Vectorized Matrix Multiplication - 2024.2 English - UG1079

AI Engine Kernel and Graph Programming Guide (UG1079)

Document ID
UG1079
Release Date
2024-11-28
Version
2024.2 English
The following is an example of a matrix multiplication with a (64 * 64) x (64 * 64) matrix size, and int8 x int8 data type. The matrix multiplication shape is 4*16*8. The input data is reshaped for matrix multiplication.
const int SHIFT=10;

//For element mmul
const int M=4;
const int K=16;
const int N=8;

//Total matrix sizes
const int rowA=64;
const int colA=64;
const int colB=64;

//mmul numbers
const int num_rowA=rowA/M;
const int num_colA=colA/K;
const int num_colB=colB/N;

void matrix_mul(input_buffer<int8> & __restrict matA, input_buffer<int8> & __restrict matB, output_buffer<int8> & __restrict matC){
  using MMUL = aie::mmul<M, K, N, int8, int8>;

  const int8* __restrict pA=(int8*)matA.data();
  const int8* __restrict pB=(int8*)matB.data();
  int8* __restrict pC=(int8*)matC.data();
  //For profiling only 
  unsigned cycle_num[2];
  aie::tile tile=aie::tile::current();
  cycle_num[0]=tile.cycles();//cycle counter of the AI Engine tile

  for (unsigned i = 0; i < num_rowA; i++) { //for output row number of element matrix
    for (unsigned j = 0; j < num_colB; j++) { //for output col number of element matrix
      const int8 * __restrict pA1 = pA + ( i * num_colA + 0) * MMUL::size_A;
      const int8 * __restrict pB1 = pB + ( 0 * num_colB + j) * MMUL::size_B;

      aie::vector<int8, MMUL::size_A> A0 = aie::load_v<MMUL::size_A>(pA1); pA1 += MMUL::size_A;
      aie::vector<int8, MMUL::size_B> B0 = aie::load_v<MMUL::size_B>(pB1); pB1 += MMUL::size_B * num_colB;

      MMUL C00; C00.mul(A0, B0);

      for (unsigned k = 0; k < num_colA-1; k++) {
        A0 = aie::load_v<MMUL::size_A>(pA1); pA1 += MMUL::size_A;
        B0 = aie::load_v<MMUL::size_B>(pB1); pB1 += MMUL::size_B * num_colB;
        C00.mac(A0, B0);
      }

      aie::store_v(pC, C00.template to_vector<int8>(SHIFT)); pC += MMUL::size_C;
    }
  }
  //For profiling only 
  cycle_num[1]=tile.cycles();//cycle counter of the AI Engine tile
  printf("start=%d,end=%d,total=%d\n",cycle_num[0],cycle_num[1],cycle_num[1]-cycle_num[0]);

}
The profiled result shows that the loop takes around 3254 cycles.
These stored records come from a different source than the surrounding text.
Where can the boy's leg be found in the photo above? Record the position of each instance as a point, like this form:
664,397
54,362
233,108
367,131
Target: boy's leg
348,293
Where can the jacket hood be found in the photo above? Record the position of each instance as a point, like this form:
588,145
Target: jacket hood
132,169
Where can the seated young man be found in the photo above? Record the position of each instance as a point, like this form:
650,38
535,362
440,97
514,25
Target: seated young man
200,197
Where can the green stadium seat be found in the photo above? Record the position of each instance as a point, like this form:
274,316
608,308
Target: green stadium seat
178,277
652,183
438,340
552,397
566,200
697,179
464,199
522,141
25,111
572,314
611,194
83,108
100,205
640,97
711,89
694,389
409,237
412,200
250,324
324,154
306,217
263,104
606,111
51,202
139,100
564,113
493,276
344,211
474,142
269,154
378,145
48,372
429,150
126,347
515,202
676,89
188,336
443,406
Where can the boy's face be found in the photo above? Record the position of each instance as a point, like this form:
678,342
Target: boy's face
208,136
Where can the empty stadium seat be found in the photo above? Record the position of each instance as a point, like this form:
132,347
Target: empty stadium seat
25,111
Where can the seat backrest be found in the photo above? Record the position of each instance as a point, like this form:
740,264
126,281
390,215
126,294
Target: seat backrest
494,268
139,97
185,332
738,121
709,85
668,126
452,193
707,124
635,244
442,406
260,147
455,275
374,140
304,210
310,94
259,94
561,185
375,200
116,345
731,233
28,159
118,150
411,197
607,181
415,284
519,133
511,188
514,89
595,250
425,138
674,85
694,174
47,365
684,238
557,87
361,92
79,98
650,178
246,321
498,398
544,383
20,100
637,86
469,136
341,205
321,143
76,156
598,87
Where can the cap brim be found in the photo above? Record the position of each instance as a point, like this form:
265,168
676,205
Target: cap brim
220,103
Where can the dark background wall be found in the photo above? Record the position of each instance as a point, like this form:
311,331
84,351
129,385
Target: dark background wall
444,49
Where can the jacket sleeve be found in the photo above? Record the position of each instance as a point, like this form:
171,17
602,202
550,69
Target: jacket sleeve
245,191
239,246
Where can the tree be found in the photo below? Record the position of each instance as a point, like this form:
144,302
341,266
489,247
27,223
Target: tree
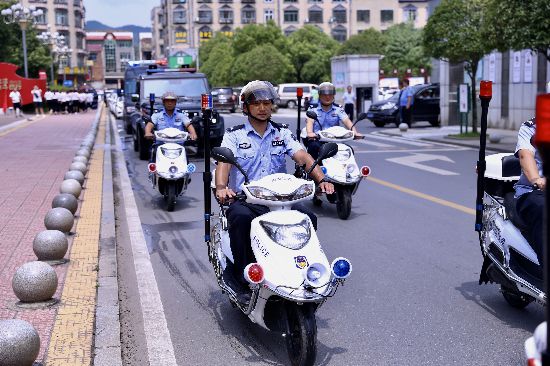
518,24
403,49
219,65
38,55
310,51
368,42
263,62
453,33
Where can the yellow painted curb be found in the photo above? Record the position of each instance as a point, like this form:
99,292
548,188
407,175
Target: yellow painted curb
72,336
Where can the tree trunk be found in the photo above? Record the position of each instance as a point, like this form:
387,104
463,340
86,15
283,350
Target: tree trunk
473,73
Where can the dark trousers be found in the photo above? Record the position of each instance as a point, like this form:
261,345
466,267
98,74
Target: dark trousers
348,108
530,207
313,147
239,217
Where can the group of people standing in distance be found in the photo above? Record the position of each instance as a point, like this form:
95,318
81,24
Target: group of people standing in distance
57,102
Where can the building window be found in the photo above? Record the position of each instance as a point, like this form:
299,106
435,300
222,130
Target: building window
61,17
205,15
386,16
179,14
339,33
205,33
248,15
291,15
226,15
363,16
339,14
227,31
315,15
42,19
268,15
110,55
409,13
180,36
289,30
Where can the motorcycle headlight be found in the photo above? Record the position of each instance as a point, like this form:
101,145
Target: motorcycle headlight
171,153
327,135
388,105
263,193
293,236
343,155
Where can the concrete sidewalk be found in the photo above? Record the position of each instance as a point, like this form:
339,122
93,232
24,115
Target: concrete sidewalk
35,159
506,143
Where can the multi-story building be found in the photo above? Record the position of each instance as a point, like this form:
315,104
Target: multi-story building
66,17
110,53
185,24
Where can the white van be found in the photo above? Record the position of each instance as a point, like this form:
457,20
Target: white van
287,94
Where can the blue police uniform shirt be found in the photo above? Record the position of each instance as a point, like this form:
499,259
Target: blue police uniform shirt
405,93
525,134
258,155
162,120
329,118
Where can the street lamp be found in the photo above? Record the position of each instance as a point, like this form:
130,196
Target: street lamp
53,40
24,16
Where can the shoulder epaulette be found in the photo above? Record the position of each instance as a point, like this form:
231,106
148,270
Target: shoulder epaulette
531,123
235,128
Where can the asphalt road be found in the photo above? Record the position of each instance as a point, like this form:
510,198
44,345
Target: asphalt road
413,297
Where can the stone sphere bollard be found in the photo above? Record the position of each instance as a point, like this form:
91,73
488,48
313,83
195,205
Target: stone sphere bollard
79,166
50,245
76,175
34,282
80,159
83,152
19,343
59,218
65,200
71,186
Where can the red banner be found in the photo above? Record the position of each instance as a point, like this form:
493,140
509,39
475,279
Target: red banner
9,80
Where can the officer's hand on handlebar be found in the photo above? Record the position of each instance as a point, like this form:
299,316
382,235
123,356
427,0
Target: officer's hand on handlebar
224,194
326,187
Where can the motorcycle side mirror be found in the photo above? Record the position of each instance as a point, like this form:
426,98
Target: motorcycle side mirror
225,155
312,115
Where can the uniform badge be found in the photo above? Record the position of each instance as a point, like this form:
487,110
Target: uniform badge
277,142
301,261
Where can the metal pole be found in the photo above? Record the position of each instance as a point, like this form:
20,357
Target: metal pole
24,34
485,96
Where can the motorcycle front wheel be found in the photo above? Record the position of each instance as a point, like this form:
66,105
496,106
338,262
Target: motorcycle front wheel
343,203
301,335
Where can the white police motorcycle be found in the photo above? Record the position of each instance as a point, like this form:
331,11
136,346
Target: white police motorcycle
170,172
509,260
292,277
341,169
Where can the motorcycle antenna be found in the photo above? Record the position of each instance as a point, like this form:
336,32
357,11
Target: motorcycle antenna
299,95
206,106
485,94
542,140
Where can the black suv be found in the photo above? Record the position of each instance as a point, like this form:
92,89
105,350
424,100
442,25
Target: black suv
188,86
424,108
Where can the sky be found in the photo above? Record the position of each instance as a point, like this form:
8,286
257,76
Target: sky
116,13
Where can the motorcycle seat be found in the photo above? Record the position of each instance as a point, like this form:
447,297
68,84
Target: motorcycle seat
510,204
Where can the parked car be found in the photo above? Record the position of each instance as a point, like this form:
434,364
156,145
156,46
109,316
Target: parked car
188,86
287,94
223,99
425,107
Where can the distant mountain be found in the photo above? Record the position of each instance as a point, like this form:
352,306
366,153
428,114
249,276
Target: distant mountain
95,26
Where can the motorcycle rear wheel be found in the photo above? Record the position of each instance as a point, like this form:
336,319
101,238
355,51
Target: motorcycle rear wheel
301,335
516,300
171,196
343,204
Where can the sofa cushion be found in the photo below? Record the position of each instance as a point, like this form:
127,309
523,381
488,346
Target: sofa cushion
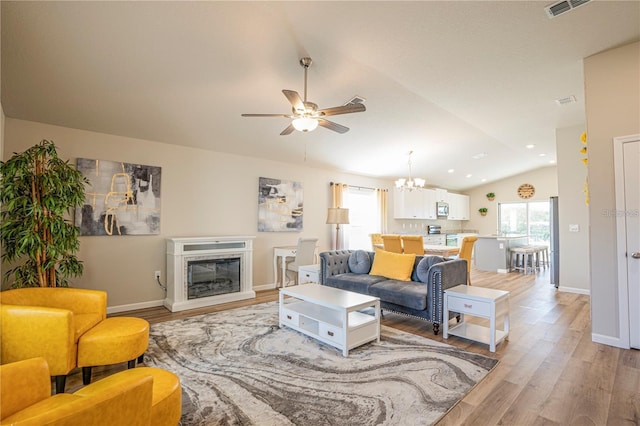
422,270
359,262
393,265
358,283
408,294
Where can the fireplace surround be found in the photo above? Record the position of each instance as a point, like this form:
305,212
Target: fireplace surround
204,271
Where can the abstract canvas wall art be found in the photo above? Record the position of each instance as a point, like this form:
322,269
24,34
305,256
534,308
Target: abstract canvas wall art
121,198
279,205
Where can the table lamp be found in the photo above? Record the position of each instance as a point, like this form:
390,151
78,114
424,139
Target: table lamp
337,216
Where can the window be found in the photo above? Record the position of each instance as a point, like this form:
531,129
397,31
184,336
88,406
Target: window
528,218
363,217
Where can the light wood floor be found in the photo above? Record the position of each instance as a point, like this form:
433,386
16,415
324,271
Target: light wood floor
550,372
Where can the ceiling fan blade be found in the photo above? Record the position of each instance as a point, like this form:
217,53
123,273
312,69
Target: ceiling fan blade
332,126
288,130
295,100
345,109
267,115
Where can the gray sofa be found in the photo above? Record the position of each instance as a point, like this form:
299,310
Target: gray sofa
421,297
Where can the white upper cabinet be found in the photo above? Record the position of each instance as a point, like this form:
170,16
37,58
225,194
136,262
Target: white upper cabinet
458,207
442,196
421,204
430,203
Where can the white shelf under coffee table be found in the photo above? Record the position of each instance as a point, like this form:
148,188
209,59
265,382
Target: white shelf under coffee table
480,302
330,315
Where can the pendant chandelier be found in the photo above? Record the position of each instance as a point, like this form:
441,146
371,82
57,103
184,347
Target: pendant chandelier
411,183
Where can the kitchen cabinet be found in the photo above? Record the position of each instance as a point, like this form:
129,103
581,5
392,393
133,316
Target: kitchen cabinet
430,204
458,207
435,239
442,196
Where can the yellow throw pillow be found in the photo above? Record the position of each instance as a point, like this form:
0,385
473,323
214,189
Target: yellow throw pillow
393,265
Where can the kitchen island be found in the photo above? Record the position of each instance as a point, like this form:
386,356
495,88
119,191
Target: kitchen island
492,252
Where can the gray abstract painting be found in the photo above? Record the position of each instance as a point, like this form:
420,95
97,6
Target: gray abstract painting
279,205
120,199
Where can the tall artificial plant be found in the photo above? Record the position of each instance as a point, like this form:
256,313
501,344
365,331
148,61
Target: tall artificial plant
38,192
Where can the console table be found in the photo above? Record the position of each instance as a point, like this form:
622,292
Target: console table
282,253
480,302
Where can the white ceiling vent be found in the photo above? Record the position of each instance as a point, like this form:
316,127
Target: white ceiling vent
356,100
566,101
563,6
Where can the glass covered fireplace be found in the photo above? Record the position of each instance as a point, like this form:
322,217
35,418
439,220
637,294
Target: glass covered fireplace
211,277
205,271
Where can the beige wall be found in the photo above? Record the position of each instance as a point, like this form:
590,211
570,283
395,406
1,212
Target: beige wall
204,193
612,89
573,210
545,181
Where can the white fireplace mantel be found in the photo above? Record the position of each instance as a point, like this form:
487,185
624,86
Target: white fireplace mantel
182,250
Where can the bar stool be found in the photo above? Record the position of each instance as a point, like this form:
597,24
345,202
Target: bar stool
527,256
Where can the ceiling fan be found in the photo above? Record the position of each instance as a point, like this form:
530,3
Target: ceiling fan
305,115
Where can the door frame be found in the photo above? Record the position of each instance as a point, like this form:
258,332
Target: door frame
621,238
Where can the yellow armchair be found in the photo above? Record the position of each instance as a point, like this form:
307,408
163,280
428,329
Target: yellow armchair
132,397
47,322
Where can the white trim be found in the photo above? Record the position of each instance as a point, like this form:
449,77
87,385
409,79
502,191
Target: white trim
621,246
265,287
576,290
608,340
134,306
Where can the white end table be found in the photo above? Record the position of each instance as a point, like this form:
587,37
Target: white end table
309,274
479,302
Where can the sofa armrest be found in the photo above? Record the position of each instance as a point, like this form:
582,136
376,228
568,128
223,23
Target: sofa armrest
333,262
120,399
34,331
442,276
22,384
77,300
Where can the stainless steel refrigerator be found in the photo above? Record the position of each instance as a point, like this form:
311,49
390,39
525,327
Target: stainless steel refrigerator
553,242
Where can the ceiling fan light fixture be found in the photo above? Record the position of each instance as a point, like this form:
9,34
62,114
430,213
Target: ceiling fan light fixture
305,124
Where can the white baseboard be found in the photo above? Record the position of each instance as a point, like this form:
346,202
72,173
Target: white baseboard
134,306
608,340
574,290
264,287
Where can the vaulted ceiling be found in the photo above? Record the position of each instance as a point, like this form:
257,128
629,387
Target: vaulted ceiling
464,85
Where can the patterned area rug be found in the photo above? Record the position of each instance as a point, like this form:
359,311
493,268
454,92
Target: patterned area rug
238,367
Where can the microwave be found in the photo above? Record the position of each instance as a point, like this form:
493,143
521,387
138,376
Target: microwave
442,209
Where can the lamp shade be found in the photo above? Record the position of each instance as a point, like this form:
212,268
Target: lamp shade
337,215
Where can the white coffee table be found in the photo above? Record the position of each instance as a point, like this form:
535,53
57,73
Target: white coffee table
330,315
480,302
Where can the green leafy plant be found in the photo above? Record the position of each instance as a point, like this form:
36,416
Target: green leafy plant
38,191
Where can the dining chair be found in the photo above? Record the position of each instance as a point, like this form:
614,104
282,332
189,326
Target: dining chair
392,243
305,255
413,244
466,249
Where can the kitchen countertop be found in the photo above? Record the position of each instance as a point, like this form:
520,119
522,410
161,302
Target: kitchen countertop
502,237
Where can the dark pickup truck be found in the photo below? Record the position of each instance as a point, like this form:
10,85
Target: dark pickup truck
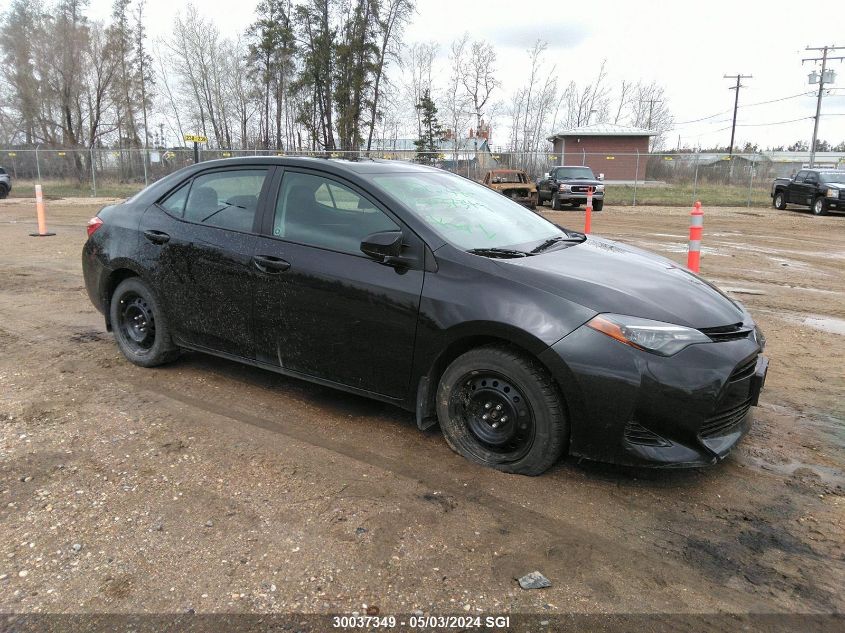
819,189
568,185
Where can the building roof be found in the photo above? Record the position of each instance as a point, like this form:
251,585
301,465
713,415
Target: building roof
604,129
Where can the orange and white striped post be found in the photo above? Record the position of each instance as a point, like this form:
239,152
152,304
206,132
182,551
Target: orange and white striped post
696,229
41,214
588,219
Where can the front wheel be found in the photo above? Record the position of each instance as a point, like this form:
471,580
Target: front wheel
500,408
140,328
820,206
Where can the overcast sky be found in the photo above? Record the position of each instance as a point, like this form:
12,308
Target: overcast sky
686,46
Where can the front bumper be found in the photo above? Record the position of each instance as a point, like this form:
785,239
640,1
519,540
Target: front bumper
633,407
575,196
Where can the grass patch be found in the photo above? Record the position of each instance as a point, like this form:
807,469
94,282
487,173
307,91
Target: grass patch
682,195
70,189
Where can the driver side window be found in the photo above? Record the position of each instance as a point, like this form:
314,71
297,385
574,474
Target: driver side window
318,211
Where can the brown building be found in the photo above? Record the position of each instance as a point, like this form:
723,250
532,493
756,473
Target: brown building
606,148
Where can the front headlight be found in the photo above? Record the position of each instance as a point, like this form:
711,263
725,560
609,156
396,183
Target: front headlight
652,336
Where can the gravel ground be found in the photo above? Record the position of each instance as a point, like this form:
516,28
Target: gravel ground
215,487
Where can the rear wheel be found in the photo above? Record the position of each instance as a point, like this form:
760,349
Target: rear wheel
140,328
501,409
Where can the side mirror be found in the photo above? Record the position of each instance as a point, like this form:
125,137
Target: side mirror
382,246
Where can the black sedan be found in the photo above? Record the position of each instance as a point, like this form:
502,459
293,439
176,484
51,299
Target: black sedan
524,340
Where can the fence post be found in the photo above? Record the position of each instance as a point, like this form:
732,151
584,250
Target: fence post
696,229
750,183
93,170
636,177
38,163
695,180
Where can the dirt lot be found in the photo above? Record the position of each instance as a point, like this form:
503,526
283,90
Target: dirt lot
211,486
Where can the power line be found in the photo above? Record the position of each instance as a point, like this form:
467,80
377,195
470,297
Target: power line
750,105
739,77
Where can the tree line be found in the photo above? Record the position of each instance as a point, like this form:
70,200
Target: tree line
318,75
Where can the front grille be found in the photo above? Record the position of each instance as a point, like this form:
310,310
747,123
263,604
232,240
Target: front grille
744,371
637,434
723,422
727,332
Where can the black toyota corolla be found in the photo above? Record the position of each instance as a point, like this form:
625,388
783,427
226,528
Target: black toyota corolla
524,340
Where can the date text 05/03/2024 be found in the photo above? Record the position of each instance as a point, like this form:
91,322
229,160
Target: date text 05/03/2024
421,622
In total, this is 64*64*64=262144 multiplications on int8*int8 data type, which is 262144/3254 ~=80 int8*int8 MAC operations per cycle.
Note: TThe exact number of cycles may fluctuate slightly based on the specific compiler settings and the version of the tool being used. However, the analysis techniques described in this section remain relevant and applicable regardless of these variations.